## BUSINESS CHALLENGE:

Create a product that builds a Brochure for a company to be used for prospective clients, investors and potential recruits.

We will be provided a company name and their primary website.


In [51]:
import requests
from bs4 import BeautifulSoup
from IPython.display import Markdown, display, update_display


headers = {
 "User-Agent": "Mozilla/5.0 (Windows NT 10.0; Win64; x64) AppleWebKit/537.36 (KHTML, like Gecko) Chrome/117.0.0.0 Safari/537.36"
}

class Website:
    """
    A utility class to represent a Website that we have scraped, now with links
    """

    def __init__(self, url):
        self.url = url
        response = requests.get(url, headers=headers)
        self.body = response.content
        soup = BeautifulSoup(self.body, 'html.parser')
        self.title = soup.title.string if soup.title else "No title found"
        if soup.body:
            for irrelevant in soup.body(["script", "style", "img", "input"]):
                irrelevant.decompose()
            self.text = soup.body.get_text(separator="\n", strip=True)
        else:
            self.text = ""
        links = [link.get('href') for link in soup.find_all('a')]
        self.links = [link for link in links if link]
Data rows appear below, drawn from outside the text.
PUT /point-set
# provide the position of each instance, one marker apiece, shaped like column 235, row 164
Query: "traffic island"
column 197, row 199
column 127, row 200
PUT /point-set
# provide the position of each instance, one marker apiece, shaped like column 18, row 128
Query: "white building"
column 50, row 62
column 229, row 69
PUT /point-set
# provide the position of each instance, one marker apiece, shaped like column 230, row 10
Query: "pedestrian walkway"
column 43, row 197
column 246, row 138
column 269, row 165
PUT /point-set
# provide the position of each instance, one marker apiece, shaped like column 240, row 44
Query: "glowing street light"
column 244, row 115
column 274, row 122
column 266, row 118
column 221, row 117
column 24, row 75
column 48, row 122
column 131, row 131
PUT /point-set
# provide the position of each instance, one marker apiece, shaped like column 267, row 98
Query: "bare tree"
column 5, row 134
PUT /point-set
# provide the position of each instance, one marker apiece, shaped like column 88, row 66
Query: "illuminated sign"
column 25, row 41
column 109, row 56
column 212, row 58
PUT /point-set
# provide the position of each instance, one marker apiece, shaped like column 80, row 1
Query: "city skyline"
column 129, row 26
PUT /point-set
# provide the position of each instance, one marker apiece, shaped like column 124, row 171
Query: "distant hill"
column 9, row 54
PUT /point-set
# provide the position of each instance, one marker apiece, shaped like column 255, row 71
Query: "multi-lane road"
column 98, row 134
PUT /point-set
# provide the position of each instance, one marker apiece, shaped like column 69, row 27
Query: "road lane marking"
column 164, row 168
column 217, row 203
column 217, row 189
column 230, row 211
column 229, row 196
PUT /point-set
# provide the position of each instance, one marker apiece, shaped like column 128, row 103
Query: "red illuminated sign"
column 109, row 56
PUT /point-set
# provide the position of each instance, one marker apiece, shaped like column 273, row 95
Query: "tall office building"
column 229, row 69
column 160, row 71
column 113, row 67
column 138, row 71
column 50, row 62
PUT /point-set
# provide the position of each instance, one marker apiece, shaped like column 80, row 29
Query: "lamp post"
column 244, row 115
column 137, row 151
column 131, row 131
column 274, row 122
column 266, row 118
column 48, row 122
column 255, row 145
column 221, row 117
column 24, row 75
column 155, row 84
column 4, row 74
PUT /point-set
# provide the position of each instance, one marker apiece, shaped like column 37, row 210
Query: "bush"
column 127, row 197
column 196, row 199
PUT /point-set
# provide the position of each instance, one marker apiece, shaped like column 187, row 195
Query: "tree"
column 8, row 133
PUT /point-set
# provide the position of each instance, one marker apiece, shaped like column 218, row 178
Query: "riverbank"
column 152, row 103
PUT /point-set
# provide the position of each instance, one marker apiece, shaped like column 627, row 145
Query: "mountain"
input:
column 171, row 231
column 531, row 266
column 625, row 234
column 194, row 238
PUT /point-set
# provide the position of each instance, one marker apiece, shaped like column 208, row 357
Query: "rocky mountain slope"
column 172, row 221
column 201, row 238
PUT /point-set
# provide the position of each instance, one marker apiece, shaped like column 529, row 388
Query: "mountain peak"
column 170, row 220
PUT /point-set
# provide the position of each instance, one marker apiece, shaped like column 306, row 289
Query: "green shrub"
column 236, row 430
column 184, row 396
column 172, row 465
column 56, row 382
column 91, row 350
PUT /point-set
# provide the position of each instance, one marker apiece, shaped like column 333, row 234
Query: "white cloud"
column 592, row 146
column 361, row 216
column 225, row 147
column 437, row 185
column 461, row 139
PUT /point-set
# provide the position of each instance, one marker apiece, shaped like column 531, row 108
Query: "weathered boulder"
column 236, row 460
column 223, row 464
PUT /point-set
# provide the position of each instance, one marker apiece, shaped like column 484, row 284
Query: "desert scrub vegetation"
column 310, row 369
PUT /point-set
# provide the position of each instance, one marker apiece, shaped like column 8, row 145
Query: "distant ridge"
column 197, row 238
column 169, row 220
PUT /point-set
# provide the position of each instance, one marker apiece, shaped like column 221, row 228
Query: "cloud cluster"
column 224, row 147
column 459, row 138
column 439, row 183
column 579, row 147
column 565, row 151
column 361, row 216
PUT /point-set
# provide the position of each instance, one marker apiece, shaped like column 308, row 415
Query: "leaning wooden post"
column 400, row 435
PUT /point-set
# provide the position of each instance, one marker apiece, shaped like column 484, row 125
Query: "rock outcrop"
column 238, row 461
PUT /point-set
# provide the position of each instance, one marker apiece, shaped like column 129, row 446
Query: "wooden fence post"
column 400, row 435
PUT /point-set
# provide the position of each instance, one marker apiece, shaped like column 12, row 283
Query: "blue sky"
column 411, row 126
    def get_contents(self):
        return f"Webpage Title:\n{self.title}\nWebpage Contents:\n{self.text}\n\n"

In [41]:

ed = Website("https://edwarddonner.com")
print(ed.title)
print(ed.text)

Home - Edward Donner
Home
Connect Four
Outsmart
An arena that pits LLMs against each other in a battle of diplomacy and deviousness
About
Posts
Well, hi there.
I’m Ed. I like writing code and experimenting with LLMs, and hopefully you’re here because you do too. I also enjoy DJing (but I’m badly out of practice), amateur electronic music production (
very
amateur) and losing myself in
Hacker News
, nodding my head sagely to things I only half understand.
I’m the co-founder and CTO of
Nebula.io
. We’re applying AI to a field where it can make a massive, positive impact: helping people discover their potential and pursue their reason for being. Recruiters use our product today to source, understand, engage and manage talent. I’m previously the founder and CEO of AI startup untapt,
acquired in 2021
.
We work with groundbreaking, proprietary LLMs verticalized for talent, we’ve
patented
our matching model, and our award-winning platform has happy customers and tons of press coverage.
Connec

## First step: Have LLM figure out which links are relevant

### Use a call to LLM to read the links on a webpage, and respond in structured JSON.

In [42]:
import os
from dotenv import load_dotenv
from groq import Groq

load_dotenv()

link_system_prompt = "You are provided with a list of links found on a webpage. \
You are able to decide which of the links would be most relevant to include in a brochure about the company, \
such as links to an About page, or a Company page, or Careers/Jobs pages.\n"
link_system_prompt += "You should respond in JSON as in this example:"
link_system_prompt += """
{
    "links": [
        {"type": "about page", "url": "https://full.url/goes/here/about"},
        {"type": "careers page": "url": "https://another.full.url/careers"}
    ]
}
"""

def get_links_user_prompt(website):
    user_prompt = f"Here is the list of links on the website of {website.url} - "
    user_prompt += "please decide which of these are relevant web links for a brochure about the company, respond with the full https URL in JSON format. \
Do not include Terms of Service, Privacy, email links.\n"
    user_prompt += "Links (some might be relative links):\n"
    user_prompt += "\n".join(website.links)
    return user_prompt


def get_links(url):
    website = Website(url)
    client = Groq(api_key=os.environ.get("GROQ_API_KEY"))
    response = client.chat.completions.create(model="llama3-70b-8192",
        messages=[
            {"role": "system", "content": link_system_prompt},
            {"role": "user", "content": get_links_user_prompt(website)}
      ],
        response_format={"type": "json_object"}
    )
    result = response.choices[0].message.content
    return json.loads(result)


# huggingface = Website("https://huggingface.co")
# huggingface.links
get_links("https://huggingface.co")

{'links': [{'type': 'about page', 'url': 'https://huggingface.co/brand'},
  {'type': 'careers page', 'url': 'https://apply.workable.com/huggingface/'},
  {'type': 'company page', 'url': 'https://huggingface.co'}]}

## Second step: make the brochure!

Assemble all the details into another prompt

In [43]:
def get_all_details(url):
    result = "Landing page:\n"
    result += Website(url).get_contents()
    links = get_links(url)
    print("Found links:", links)
    for link in links["links"]:
        result += f"\n\n{link['type']}\n"
        result += Website(link["url"]).get_contents()
    return result

In [44]:
print(get_all_details("https://huggingface.co"))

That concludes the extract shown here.